Here is a link that might be useful: similar valve

Comments (7)

  • lehua49
    12 years ago

    OTB,

    Try switching the non-working terminal connection with a working terminal connection in the electronic timer. Let us know what happens. Aloha

  • onthebrinck
    Original Author
    12 years ago

    No change. The #5 and #6 terminals are just as good as the #4. Both will start the #4 solenoid, but the #4 will not cause the water to flow through the #5 or #6 solenoids. I unscrewed the solenoid and flushed it and the relief valve. Reconnected everything and still it only works if the relief valve is opened.

  • lehua49
    12 years ago

    OTB,

    Did you manually turn the solenoid valve off only enough to stop the water and not over-tighten? I assume that the #5 and #6 valve were the ones not working from the controller. You then connected #5 and #6 wires to a previously working terminal #4 and the valve still didn't work. The cheapest thing at this point is to replace the solenoids(not expensive) on the non-working valves. Otherwise do continuity test on #5 and #6 and see if you have a short in the lines to those valve. Check the electrical connections of the solenoids to the white common wire. Let me know if you are familiar doing this or I can take you step by step. Aloha

  • trkpoker
    12 years ago

    Bad diaphragm. Turn off the water supply and take one of the valves apart. I am assuming they are all the same valve. Go to a sprinkler supply house nearby or buy them off the internet. Get diaphragms for all the valves. They tend to age the same. The others will be failing shortly.

    Good luck,
    Tom

  • onthebrinck
    Original Author
    12 years ago

    OP here: I got valve#6 to work by simply backing off the solenoid by no more than a 15 degree turn. As for valve#5, I decided to check the diaphragm, as suggested, since nothing else worked. I opened the whole thing; the diaphragm looked as good as new: dark color, flexible, no signed of cracks or holes. I blew through all the holes at the solenoid and relief valve and the center of the diaphragm, I reassembled it all --- and it worked! As I've always said, there's nothing like a good blow job!

  • lehua49
    12 years ago

    OTB,

    Glad to hear it. Thanks for sharing. Aloha

  • trkpoker
    12 years ago

    There are 3 possible reasons that backing off the coil helped.

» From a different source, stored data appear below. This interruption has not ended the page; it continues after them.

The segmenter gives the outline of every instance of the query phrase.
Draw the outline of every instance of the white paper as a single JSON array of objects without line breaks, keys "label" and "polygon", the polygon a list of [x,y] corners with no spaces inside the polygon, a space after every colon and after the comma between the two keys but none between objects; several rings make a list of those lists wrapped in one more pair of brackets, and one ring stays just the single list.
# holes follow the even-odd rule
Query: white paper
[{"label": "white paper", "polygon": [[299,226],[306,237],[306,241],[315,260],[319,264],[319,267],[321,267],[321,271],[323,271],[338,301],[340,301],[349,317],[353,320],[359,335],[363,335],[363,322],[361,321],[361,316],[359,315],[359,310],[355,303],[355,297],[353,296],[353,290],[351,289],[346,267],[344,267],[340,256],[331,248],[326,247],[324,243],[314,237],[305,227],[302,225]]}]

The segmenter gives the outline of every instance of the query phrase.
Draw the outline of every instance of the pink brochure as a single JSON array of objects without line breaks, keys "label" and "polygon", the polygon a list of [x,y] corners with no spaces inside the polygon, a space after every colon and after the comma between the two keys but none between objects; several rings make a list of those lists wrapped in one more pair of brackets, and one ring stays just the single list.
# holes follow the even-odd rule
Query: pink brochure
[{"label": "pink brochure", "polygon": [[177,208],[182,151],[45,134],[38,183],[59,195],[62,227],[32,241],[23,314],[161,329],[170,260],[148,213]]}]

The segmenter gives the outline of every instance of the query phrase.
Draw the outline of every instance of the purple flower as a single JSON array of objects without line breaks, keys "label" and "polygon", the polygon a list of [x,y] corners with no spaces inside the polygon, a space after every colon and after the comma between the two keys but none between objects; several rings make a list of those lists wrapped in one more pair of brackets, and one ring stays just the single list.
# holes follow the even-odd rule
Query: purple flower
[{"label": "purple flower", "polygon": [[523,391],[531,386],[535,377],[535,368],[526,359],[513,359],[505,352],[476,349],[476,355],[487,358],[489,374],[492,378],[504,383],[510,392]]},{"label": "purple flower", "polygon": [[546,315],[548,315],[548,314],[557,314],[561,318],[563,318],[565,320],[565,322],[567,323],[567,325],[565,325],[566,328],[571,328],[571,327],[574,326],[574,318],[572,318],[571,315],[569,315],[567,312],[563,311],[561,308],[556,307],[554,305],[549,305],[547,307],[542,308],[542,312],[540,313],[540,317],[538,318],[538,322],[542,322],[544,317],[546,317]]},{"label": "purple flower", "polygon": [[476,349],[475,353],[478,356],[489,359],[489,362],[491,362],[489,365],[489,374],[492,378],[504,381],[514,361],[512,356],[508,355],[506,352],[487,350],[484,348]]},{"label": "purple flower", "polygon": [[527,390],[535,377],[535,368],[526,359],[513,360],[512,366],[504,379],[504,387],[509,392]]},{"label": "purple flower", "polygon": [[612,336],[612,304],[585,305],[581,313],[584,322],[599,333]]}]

    1. The coil's plunger has a rubber piece on the bottom that has become deformed. Sometimes the rubber swells out and closes the gap between the plunger and the hole it covers when the coil is not engaged. Take a very sharp razor and trim the swelled out part. Be sure to trim it very level or it may fail but this time in the open position.

    2. The diaphragm is bad. When the diaphragm goes bad it begins to allow more (or in some cases less) water to pass by it than the coil can handle. Small micro holes in the diaphragm, plugged holes in the diaphragm or the metering hole in the diaphragm are reasons this may happen. When I said before your diaphragms were bad this was a broad statement. Taking apart one valve and checking the diaphragm may have fixed your problem by removing sediment or dirt that was causing too little water to bleed past the diaphragm.

    3. This one is rare and hard to fix but in rare cases (happened to me the other day for the first time in 2+years) the hole the plunger covers has moved up. This hole (in most valves) is a plastic or stainless insert that the plunger closes off. For some reason this insert moves up just a tiny bit. Now when the plunger gets pulled up by the coil there isn't enough clearance between the hole and plunger and the valve will not open.

    My guess is your diaphragm(s) will fail on you again sometime soon, one day to 2 years, and will need to be replaced. The job is very simple just be careful to not let any dirt get in the valve or screw holes.